RTX A6000 vs RTX 3090 Deep Learning Benchmarks

RTX A6000 vs RTX 3090 Deep Learning Benchmarks
Check out the discussion on Reddit
160 upvotes, 41 comments

Lambda is currently shipping servers and workstations with RTX 3090 and RTX A6000 GPUs. In this post, we benchmark the PyTorch training speed of these top-of-the-line GPUs. For more info, including multi-GPU training performance, see our GPU benchmarks for PyTorch & TensorFlow.

View our RTX A6000 GPU workstation

For training image models (convnets) with PyTorch, a single RTX A6000 is...
  • 0.92x as fast as an RTX 3090 using 32-bit precision.*
  • 1.01x faster than an RTX 3090 using mixed precision.

For training language models (transformers) with PyTorch, a single RTX A6000 is...
  • 1.34x faster than an RTX 3090 using 32-bit precision.
  • 1.34x faster than an RTX 3090 using mixed precision.

For training image models (convnets) with PyTorch, 8x RTX A6000 are...
  • 1.13x faster than 8x RTX 3090 using 32-bit precision.**
  • 1.14x faster than 8x RTX 3090 using mixed precision.

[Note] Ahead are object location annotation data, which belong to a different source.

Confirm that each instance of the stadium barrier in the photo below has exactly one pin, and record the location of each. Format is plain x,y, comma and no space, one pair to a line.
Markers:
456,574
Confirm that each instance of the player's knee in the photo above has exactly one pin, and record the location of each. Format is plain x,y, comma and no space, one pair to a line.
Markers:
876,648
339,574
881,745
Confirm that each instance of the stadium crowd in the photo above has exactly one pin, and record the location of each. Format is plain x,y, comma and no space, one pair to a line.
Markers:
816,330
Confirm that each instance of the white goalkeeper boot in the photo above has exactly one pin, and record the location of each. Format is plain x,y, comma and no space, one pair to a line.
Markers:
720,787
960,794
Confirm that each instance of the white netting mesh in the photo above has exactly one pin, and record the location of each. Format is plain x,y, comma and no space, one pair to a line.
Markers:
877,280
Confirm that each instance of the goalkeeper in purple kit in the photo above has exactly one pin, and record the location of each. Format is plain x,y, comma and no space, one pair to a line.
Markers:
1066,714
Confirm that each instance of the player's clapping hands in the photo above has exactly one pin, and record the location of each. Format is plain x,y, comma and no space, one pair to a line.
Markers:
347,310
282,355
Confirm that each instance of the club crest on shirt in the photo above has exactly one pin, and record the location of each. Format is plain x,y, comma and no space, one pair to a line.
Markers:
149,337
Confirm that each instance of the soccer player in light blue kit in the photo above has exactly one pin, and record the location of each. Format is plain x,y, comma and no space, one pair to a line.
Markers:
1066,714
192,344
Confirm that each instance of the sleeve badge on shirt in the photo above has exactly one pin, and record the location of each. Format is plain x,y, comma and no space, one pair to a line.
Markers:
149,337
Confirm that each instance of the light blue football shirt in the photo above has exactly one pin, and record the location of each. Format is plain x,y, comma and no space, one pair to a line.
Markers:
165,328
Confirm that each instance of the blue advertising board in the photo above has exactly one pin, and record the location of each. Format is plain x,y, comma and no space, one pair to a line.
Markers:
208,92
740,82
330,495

For training language models (transformers) with PyTorch, 8x RTX A6000 are...
  • 1.36x faster than 8x RTX 3090 using 32-bit precision.
  • 1.33x faster than 8x RTX 3090 using mixed precision.

* In this post, 32-bit refers to TF32; Mixed precision refers to Automatic Mixed Precision (AMP).
** GPUDirect peer-to-peer (via PCIe) is enabled for RTX A6000s, but does not work for RTX 3090s.

View our RTX A6000 GPU server

3090 vs A6000 convnet training speed with PyTorch

3090 vs A6000 convnet training speed with PyTorch
  • All numbers are normalized by the 32-bit training speed of 1x RTX 3090.
  • 32-bit training of image models with a single RTX A6000 is slightly slower (0.92x) than with a single RTX 3090. However, due to faster GPU-to-GPU communication, 32-bit training with 4x/8x RTX A6000s is faster than 32-bit training is 4x/8x RTX 3090. Similar patterns apply to training image models with mixed-precision.
  • Results are averaged across SSD, ResNet-50, and Mask RCNN.
  • We use the maximum batch sizes that fit in these GPUs' memories. For detailed info about batch sizes, see the raw data at our TensorFlow & PyTorch GPU benchmarking page.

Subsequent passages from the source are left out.